Keywords

Chronic obstructive pulmonary disease, COPD, Critical care, Heliox, Intensive care unit, Mechanical ventilation, Nitric oxide, Noninvasive positive-pressure ventilation, Noninvasive ventilation, VAP, Ventilator-associated pneumonia

 

Authors

  1. Toney, Brandon Swain BSN, RN
  2. Lynch-Smith, Donna DNP, ACNP-BC, APN, NE-BC, CNL

Abstract

The occurrence of ventilator-associated pneumonia (VAP) infections in mechanically ventilated patients has significantly affected how medical providers manage the severe acute pulmonary pathology in chronic obstructive pulmonary disease (COPD) and implement medical interventions to prevent infectious transmission to these patients in the intensive care unit.
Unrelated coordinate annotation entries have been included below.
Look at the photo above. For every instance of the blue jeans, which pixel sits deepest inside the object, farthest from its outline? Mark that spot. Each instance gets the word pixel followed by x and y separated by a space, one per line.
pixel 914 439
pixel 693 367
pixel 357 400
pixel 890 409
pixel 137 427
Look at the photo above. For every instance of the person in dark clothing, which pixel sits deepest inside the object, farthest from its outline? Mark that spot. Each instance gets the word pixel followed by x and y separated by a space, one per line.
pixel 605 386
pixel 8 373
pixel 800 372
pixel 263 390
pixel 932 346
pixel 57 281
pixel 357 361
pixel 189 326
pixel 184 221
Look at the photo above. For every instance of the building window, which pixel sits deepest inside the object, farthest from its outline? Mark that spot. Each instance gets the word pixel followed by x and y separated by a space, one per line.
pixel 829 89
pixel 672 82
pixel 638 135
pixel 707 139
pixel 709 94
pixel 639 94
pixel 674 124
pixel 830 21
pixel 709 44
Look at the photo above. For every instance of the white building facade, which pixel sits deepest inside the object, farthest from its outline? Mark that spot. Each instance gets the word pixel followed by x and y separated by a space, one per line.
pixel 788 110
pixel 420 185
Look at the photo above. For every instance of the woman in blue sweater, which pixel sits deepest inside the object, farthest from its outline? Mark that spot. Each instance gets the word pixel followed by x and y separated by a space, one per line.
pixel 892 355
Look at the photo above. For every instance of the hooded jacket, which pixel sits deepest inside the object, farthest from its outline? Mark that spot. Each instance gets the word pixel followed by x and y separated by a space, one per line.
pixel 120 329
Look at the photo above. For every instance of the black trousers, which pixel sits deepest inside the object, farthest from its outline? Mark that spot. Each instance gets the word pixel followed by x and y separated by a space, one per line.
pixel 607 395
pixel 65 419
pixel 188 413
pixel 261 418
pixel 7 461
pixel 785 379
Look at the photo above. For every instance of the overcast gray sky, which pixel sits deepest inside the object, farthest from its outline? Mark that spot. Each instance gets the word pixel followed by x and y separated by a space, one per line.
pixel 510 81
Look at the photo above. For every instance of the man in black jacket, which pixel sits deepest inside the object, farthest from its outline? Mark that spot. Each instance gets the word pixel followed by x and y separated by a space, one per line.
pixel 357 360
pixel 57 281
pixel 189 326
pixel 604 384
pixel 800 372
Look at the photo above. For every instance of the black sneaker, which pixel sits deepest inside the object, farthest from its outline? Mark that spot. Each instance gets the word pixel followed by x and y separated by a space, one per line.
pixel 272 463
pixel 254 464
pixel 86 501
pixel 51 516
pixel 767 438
Severe COPD is present in more than 65 million people worldwide, thereby placing these individuals at an increased risk of intensive care unit admission and VAP contraction. Chronic obstructive pulmonary disease is well known as a risk factor for developing VAP and is related to adverse risk factors such as developing multiple drug-resistant bacteria. Evidence shows that COPD immunosuppression continues to be associated with pulmonary infection, but multiple modalities are available to combat and treat acute exacerbations before decompensation begins, thereby preventing prolonged endotracheal mechanical ventilation.